Namun demikian, pada akhirnya fakta menunjukkna bahwa jalan ceritanya tidak semulus yang diharapkan. Fakta menunjukkan bahwa hampir semua negara yang menspesialisasikan diri pada produk barang industri ternyata menjadi negara maju. Adapun hampir semua negara yang menspesialisasikan diri pada produk pertanian menjadi negara terbelakang. Pertanyaan menarik diajukan adalah mengapa itu bisa terjadi? Pertanyaan itu kemudian mendorong munculnya teori-teori pembangunan yang menjelaskannya. Teori pembangunan bisa dikelompokkan dalam teori mazhab analisis yang mencoba membuat model-model teoretis tentang pertumbuhan ekonomi. Teori yang dimaksud adalah teori klasik yang dikemukakan oleh Adam Smith, David Ricardo, Arthur Lewis, Rannis-Fei, Solow Swan, dan Harrod Domar. Selain itu, terdapat mazhab historis yang mencoba melihat sejarah perkembangan suatu negara. Mazhab historis ini antara lain disokong oleh Rostow yang mengemukakan tentang pertumbuhan, dan Karl Marx dengan pendapatnya tentang dialektika historis.
Penggolongan teori juga bisa dikelompokkan dalam kelompok teori modernisasi dan teori structural. Teori modernisasi adalah teori yang menjelaskan baahwa kemiskinan disebabkan oleh faktor-faktor internal (dalam negeri). Teori struktural merupakan teori yang lebih banyak mempersoalkan faktor eksternal sebagai penyebab terjadinya kemiskinan di berbagai negara. Kemiskinan dilihat sebagai akibat dari kekuatan luar yang menyebabkan negara bersangkutan gagal melakukan pembangunan.[2]
B.      PEMBANGUNAN MENURUT ARUS UTAMA
Teori modernisasi mendominasi pemikiran tentang teori pembangunan sebagai arus utama (mainstream) dalam literatur ekonomi. Semua teori modernisasi menekankan masalah faktor internal sebagai awal dari keterbelakangan dan kemajuan bangsa.

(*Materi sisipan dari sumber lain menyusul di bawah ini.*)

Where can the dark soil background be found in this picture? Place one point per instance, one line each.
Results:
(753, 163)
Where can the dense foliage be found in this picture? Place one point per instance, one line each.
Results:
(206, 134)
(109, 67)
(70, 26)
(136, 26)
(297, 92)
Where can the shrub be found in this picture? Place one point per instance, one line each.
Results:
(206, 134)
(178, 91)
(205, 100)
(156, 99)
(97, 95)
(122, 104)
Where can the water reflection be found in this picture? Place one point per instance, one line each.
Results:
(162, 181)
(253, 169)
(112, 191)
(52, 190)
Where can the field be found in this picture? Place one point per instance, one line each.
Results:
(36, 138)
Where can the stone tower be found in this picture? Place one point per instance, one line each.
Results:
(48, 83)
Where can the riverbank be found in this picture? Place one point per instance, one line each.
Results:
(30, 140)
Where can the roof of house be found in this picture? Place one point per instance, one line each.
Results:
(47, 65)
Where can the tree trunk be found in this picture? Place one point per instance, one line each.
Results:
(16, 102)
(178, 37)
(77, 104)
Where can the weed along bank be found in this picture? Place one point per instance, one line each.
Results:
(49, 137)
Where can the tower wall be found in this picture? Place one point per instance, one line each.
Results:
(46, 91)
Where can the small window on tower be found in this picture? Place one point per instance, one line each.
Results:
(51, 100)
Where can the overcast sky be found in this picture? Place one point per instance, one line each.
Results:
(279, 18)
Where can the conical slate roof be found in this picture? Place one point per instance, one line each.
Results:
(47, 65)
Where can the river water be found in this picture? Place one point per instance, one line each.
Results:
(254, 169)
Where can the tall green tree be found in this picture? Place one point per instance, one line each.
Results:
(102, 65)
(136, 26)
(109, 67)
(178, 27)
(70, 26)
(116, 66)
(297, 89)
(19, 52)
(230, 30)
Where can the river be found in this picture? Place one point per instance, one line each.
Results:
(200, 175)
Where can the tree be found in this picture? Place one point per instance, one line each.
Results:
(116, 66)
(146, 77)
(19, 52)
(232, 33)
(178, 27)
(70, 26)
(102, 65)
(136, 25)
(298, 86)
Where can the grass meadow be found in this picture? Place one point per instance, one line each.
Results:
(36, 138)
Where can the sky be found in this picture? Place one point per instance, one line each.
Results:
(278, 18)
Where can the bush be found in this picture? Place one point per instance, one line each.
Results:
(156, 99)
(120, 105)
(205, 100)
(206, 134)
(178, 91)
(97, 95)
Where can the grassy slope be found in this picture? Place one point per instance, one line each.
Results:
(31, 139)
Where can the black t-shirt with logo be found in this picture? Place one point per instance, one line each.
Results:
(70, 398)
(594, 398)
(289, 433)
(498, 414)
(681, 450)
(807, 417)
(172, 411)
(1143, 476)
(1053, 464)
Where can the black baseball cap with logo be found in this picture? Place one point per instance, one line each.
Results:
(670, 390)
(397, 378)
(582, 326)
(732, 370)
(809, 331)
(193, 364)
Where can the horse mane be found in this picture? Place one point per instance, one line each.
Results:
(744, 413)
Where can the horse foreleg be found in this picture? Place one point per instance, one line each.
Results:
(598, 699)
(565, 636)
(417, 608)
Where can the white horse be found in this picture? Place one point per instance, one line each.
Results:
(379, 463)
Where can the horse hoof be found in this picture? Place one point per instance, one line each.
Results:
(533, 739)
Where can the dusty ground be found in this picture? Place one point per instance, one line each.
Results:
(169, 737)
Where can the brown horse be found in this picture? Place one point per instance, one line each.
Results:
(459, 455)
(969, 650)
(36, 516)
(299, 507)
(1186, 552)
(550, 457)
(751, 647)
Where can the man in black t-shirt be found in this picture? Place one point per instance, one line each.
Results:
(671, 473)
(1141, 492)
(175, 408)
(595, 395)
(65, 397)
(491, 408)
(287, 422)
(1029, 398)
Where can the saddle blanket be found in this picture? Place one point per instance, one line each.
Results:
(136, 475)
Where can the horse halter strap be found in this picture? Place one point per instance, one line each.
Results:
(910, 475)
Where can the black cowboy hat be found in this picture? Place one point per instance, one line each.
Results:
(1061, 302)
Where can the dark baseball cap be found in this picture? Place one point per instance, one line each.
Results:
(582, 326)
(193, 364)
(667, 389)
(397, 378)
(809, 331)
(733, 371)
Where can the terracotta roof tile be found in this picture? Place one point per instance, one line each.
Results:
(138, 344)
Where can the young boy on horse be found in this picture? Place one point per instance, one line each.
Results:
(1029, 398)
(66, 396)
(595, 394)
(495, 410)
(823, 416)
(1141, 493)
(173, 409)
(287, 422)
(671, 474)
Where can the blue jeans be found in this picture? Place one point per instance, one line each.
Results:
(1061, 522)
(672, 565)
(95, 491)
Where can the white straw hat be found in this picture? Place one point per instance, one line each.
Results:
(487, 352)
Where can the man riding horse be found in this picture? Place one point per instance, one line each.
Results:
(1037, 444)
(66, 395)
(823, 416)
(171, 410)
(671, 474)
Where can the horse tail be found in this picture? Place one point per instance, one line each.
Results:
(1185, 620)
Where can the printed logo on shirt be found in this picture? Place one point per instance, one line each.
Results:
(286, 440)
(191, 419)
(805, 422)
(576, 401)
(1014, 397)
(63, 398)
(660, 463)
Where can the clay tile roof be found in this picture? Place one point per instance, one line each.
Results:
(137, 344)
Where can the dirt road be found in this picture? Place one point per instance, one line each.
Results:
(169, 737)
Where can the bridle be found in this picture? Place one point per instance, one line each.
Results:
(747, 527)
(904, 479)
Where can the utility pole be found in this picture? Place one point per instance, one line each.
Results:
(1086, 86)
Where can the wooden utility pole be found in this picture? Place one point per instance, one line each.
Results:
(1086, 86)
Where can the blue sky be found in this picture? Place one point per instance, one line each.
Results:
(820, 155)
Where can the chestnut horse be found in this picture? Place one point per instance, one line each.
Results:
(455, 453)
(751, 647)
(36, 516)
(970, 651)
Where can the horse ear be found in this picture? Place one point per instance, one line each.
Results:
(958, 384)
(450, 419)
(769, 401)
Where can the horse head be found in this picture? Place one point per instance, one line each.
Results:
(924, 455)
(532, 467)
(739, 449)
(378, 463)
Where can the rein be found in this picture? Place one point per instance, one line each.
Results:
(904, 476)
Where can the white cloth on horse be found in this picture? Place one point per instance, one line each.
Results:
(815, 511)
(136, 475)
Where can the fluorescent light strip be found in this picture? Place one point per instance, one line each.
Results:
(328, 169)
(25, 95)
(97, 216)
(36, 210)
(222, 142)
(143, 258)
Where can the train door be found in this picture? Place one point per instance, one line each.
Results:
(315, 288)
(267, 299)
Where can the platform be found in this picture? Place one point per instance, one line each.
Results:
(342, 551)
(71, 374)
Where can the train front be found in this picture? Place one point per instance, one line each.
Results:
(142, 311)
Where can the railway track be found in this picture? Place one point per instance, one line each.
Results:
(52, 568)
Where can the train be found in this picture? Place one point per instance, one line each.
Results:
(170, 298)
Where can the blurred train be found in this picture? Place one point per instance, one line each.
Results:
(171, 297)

Teori pertumbuhan ekonomi dari David Ricardo merupakan pengembangan dari teori pertumbuhan yang dikemukakan oleh Adam Smith. Oleh karena itu, garis besar dari proses pertumbuhan dan kesimpulan yang ditarik oleh Ricardo tidak berbeda dengan Adam Smith. Kesimpulannya adalah bahwa perpacuan antara pertumbuhan penduduk dengan pertumbuhan ekonomi akhirnya akan dimenangkan oleh pertumbuhan penduduk. Dalam jangka panjang, perekonomian akan mencapai keadaan stasioner.[3]
David Ricardo bisa dianggap mewakili kaum klasik dalam membangun teorinya. Sebagaimana ciri dan mazhab klasik, Ricardo memusatkan perhatian pada peranan manusia dalam pertumbuhan ekonomi. Dengan kata lain, output nasional (GDB) tergantung / ditentukan semata-mata oleh jumlah penduduk (sebagai tenaga kerja). Apabila jumlah penduduk meningkat pesat, output akan meningkat pula. Sebaliknya, jika jumlah penduduk menurun tingkat output juga akan menurun. Demikian juga apabila jumlah penduduk konstan, tingkat output juga akan konstan. Karena tingkat pertumbuhan ekonomi (GDB) ditentukan oleh jumlah penduduk, perhatian tentu dipusatkan pada jumlah penduduk.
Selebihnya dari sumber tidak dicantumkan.